げひらの草子

おむこんです。じわじわきてくれれば幸いです。ねえ聞いて、言葉は無限、だったらダジャレもきっと無限。(本文の内容とタイトルはあまり関係ないことが多いです)。『うたしりとり』は、「俺はググらない!」という鉄のルールがあります。故に力を貸してください。タイトル、うたしりとりの既出はブログ内検索(プロフィールの下の「記事を検索」)で調べられます。

聖地デフィクション

omcon2009-11-20

あまりのことに静まり返ったスタジアムに試合終了を告げる主審のホイッスルが冷たい風とともに響き渡った。無敗記録が続いていたホームゲームでの0-4のスコアでの完敗。しかも2つのオウンゴールと前半早々のセンターバックの一発レッドの退場とそれで献上したPKとキーパーの判断ミスによる失点。陽気で知られるサポーターもさすがに試合終盤には歓声もまばらになり、悪夢を振り払うように顔を覆ってうずくまる選手たちにブーイングをする元気もないようだった。
しばらくして、うなだれたままロッカールームに引き上げてきた選手たちに一時間の選手間ミーティングを命じると、監督はスーツだけ正して、一人でスタジアムの出口に向かい、誰一人笑顔を浮かべることなく家路に向かおうとするサポーターの1人1人に監督は不甲斐なかった試合内容のお詫びをし、それでも暴動を起こさないでいてくれた紳士さに感謝の気持ちを伝えていった。
しばらくの時間の後、監督による異例の“お見送り”も残すところあと1人となった。彼は十年来、サポーターグループのリーダーを勤めていて、もし誰かが怒りを暴力で監督に伝えようとしたなら身をもって制しようと、ずっと監督の傍らに立っていたのだ。
彼はもう百回以上も繰り返し聞いていたフレーズの最後の一回を監督から聞いた後、何ともやるせない顔になって問い掛けた。
「でも監督、なぜあなたがここまで?」
『当然ですよ。こうでもしなければ私はとても今夜は眠れない。』
「もちろん今日の試合は私から見ても情けないものでした。でも監督、あなたの采配はその中でもベストだった。」
『ありがとう。でも結果はワーストだったのは事実だ。
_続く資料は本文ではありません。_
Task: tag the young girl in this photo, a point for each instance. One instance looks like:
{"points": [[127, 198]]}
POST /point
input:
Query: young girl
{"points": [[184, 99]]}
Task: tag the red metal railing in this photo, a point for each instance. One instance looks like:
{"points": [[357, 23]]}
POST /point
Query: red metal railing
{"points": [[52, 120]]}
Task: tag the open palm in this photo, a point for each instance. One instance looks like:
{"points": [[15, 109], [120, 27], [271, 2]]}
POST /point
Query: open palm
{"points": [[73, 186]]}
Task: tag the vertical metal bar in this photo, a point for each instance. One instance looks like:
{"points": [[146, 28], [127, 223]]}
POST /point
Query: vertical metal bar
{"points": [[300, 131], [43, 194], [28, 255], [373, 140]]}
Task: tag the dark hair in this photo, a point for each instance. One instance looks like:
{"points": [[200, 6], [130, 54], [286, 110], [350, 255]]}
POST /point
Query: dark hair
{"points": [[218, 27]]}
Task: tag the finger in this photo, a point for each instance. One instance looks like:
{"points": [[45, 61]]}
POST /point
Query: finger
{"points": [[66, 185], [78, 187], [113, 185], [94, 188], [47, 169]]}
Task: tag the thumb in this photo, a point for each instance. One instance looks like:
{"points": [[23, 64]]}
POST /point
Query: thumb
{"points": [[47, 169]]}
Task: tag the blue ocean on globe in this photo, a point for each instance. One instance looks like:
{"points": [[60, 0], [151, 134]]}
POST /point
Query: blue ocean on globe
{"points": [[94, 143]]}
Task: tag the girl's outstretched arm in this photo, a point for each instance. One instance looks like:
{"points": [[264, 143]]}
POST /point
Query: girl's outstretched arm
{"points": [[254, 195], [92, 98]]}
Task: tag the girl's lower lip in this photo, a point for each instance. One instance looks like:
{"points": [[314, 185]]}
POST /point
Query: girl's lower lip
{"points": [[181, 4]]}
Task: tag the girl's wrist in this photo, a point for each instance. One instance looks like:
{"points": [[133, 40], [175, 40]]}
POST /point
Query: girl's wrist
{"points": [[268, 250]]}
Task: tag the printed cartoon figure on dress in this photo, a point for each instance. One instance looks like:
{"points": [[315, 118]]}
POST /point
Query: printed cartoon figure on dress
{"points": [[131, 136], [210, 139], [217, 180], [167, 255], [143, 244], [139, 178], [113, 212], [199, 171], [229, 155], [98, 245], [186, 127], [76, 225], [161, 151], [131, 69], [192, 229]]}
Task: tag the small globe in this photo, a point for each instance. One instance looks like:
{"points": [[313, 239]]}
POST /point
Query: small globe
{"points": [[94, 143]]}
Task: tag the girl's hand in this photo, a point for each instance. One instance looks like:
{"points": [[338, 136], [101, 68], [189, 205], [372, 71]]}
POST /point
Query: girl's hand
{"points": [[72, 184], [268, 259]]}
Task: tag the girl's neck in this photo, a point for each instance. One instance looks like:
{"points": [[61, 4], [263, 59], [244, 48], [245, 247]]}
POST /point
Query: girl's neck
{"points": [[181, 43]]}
私もプロである以上、償う責任があるんです。』
「長いシーズン、時にはこんなこともありますよ。しょっちゅうこれをやられたら我々も耐えられないですがね。」
『いやいや、本当はフロントに掛け合って今日のチケット代を皆さんに返金したいくらいなのですが。』
「いや、みんな期待料を先に払ったと思っていますから。」
『ただね、きっと今頃フロントで私の解任が決議されていることでしょう』
「…」
『だからこそ私はこの監督としての最後の仕事をしなくてはならなかったのですよ』


ええ、いかがでしたでしょうか、今宵突然やってみた構想3日のフィクションショートショート。もう少し明るい風にまとめたかったんですが、難しい。また気まぐれに第二弾もそのうち織り交ぜていくかもしれませんので。おむこんでした。おやすみなさい。